Relations between Warsaw and Brussels deteriorated sharply during PiS’s 2015–2023 rule. The European Commission in June 2023 began infringement proceedings over judicial reforms, warning of backsliding on rule of law and democratic checks.
By February 2024, Tusk had managed to unfreeze €137 billion of EU funds by committing to restore judicial independence. In practice, however, the going has been tough as Duda has used his powers and influence to slow down the counter-reforms.
Elsewhere, Tusk’s government has unveiled a €150 billion investment plan targeting infrastructure and green energy, increased defence spending to 4.7% of GDP, and moved to improve LGBTQ+ and reproductive rights — while battling the constant threat of a veto from the conservative president.
Competing visions for Poland
Trzaskowski, a former MEP adviser, narrowly lost to Duda in the 2020 presidential race. As one of the most recognisable faces of Civic Platform, he is positioning himself as a reformist capable of consolidating pro-European forces within Poland. His platform includes plans to increase defence spending to 5% of GDP, liberalise abortion laws, and strengthen the country’s tech and arms sectors. He remains a staunch advocate of deeper EU integration.
But public enthusiasm for the ruling coalition has cooled since its parliamentary victory. Tensions within the multi-party alliance, the slow pace of reform, and Tusk’s hardening stance on immigration have all dented support.
Nawrocki, a conservative historian from Gdansk and head of Poland’s Institute of National Remembrance, offers a stark alternative. He is polling in second place and campaigning on tax cuts, a rollback of progressive reforms, and firm opposition to EU climate and migration policies. He supports strong defence spending, but rejects liberal positions on abortion and LGBTQ+ rights.
The PiS-backed candidate recently received a public boost from US President Donald Trump, who hosted him at the White House earlier this month. “He wanted to highlight his presidential allure and ability to uphold the US-Polish alliance on issues of defence and security,” Skora said.
Nawrocki’s appeal rests on his image as a traditionalist and political outsider — in contrast to Trzaskowski’s centrist credentials.
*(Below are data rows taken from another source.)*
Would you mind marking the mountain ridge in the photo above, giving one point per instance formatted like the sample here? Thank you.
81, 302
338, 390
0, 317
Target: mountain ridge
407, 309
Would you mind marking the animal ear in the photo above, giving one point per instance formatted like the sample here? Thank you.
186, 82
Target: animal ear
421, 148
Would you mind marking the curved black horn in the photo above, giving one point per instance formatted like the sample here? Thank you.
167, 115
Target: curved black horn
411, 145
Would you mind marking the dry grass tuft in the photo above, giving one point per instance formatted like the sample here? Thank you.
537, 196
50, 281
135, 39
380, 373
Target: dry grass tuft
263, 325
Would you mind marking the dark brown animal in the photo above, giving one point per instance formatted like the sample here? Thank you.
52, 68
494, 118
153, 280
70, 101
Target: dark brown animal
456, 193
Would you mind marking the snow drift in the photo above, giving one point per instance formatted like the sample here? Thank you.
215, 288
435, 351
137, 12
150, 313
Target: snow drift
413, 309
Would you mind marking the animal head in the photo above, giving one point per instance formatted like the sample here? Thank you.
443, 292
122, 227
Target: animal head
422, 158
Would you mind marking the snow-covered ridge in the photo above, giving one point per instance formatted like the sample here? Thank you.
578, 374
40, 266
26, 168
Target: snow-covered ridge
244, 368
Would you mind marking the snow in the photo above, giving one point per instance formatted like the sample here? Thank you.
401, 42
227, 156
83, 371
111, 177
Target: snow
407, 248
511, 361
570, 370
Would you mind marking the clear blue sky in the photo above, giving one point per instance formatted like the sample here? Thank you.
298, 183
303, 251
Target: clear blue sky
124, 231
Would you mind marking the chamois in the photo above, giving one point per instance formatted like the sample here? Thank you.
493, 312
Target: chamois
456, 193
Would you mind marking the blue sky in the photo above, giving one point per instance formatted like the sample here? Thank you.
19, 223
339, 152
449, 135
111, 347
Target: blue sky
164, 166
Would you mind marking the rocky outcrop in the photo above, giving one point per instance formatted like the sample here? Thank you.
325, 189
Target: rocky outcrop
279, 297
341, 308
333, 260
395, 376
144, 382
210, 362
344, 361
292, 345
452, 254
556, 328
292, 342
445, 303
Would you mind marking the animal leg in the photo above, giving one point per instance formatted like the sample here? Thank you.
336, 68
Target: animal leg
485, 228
Despite corruption allegations that dogged PiS in its final years in office, the party’s voter base remains resilient.
Could Poland's far right decide election?
Public frustration with the political establishment is also fuelling support for outsider candidates like Slawomir Mentzen, leader of the far-right New Hope party, who is polling in third place. Running on a platform of radical deregulation, minimal support for Ukraine in its war against Russia, and a retreat from Brussels-led initiatives, Mentzen has positioned himself as a voice for voters disillusioned with both PiS and Civic Platform.
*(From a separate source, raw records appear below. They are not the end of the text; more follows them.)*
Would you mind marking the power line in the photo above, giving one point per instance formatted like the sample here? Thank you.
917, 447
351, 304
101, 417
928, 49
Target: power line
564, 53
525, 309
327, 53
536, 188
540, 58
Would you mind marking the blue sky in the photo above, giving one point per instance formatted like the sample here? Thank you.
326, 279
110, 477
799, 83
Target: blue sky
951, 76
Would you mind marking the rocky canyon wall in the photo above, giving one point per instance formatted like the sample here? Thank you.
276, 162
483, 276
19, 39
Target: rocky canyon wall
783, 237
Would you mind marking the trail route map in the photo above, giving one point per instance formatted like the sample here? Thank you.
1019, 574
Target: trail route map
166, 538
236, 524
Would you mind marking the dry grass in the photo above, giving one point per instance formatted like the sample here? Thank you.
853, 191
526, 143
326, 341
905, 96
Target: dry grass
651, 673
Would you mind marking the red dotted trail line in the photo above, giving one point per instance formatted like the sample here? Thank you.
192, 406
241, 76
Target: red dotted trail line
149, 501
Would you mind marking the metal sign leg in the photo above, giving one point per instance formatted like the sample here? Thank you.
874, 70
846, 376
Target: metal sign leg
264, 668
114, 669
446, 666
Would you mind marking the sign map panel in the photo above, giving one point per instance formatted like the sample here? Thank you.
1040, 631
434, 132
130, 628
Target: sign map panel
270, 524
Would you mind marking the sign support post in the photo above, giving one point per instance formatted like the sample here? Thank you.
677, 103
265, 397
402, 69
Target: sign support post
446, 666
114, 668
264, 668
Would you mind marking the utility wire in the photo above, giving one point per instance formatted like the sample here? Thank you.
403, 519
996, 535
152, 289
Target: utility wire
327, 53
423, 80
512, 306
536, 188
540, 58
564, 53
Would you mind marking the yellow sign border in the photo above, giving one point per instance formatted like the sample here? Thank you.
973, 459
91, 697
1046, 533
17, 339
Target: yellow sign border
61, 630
“He speaks to young voters who don’t remember anything else but the faces of [former PiS prime minister] Jaroslaw Kaczynski and Tusk,” said Skora.
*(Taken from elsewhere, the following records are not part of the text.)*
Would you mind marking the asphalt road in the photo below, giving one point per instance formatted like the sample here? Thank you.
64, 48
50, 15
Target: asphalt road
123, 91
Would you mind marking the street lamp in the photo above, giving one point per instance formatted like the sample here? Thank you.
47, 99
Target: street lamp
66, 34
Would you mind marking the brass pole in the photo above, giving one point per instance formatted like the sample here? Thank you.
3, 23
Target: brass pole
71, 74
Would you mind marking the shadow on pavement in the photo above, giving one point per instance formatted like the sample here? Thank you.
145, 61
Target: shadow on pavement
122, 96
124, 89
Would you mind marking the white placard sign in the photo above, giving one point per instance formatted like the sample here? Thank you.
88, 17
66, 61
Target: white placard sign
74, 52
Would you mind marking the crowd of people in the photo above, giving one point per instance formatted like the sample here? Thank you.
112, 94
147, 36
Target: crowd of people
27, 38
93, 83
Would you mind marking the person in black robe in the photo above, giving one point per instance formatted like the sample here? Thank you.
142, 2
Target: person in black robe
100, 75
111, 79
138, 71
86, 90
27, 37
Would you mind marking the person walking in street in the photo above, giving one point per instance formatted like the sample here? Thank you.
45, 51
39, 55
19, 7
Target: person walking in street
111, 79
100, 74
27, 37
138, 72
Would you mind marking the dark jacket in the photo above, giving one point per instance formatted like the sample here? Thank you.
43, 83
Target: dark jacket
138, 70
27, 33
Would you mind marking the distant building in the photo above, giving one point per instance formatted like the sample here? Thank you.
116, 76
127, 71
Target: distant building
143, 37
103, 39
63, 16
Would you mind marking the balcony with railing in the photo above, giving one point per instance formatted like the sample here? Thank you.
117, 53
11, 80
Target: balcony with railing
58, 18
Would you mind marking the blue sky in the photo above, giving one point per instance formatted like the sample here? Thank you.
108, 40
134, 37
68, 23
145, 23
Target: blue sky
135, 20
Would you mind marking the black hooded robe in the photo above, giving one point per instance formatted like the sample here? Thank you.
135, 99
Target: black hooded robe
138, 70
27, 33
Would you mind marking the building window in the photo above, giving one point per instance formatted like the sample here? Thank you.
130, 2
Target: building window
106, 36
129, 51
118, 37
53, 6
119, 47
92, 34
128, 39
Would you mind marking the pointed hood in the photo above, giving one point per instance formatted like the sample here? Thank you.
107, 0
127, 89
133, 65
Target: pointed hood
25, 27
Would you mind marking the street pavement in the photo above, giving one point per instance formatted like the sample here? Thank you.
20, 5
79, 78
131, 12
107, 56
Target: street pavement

The strength of Mentzen and other candidates means neither of the frontrunners is likely to win outright this weekend — and the runoff could hinge on where other candidates’ supporters give their second preference.
“The leading candidates are painfully aware that the voters of the far-right candidate might become the kingmakers,” Skora said. “It remains to be seen if they vote for Nawrocki, Trzaskowski, or don’t vote at all.”
Brussels will be watching closely. A win for Nawrocki could usher in a new era of institutional deadlock, curbing the government’s ability to deliver on its pro-European mandate. A Trzaskowski victory could unblock Tusk’s reforms and open the door to deeper cooperation on climate, defence, and the rule of law.
“A more self-confident Poland with fewer internal problems could position itself more assertively internationally,” said Vos of the Ghent Institute for International and European Studies. “Poland could fully participate alongside that Franco-German engine and put Eastern European themes higher on the agenda.”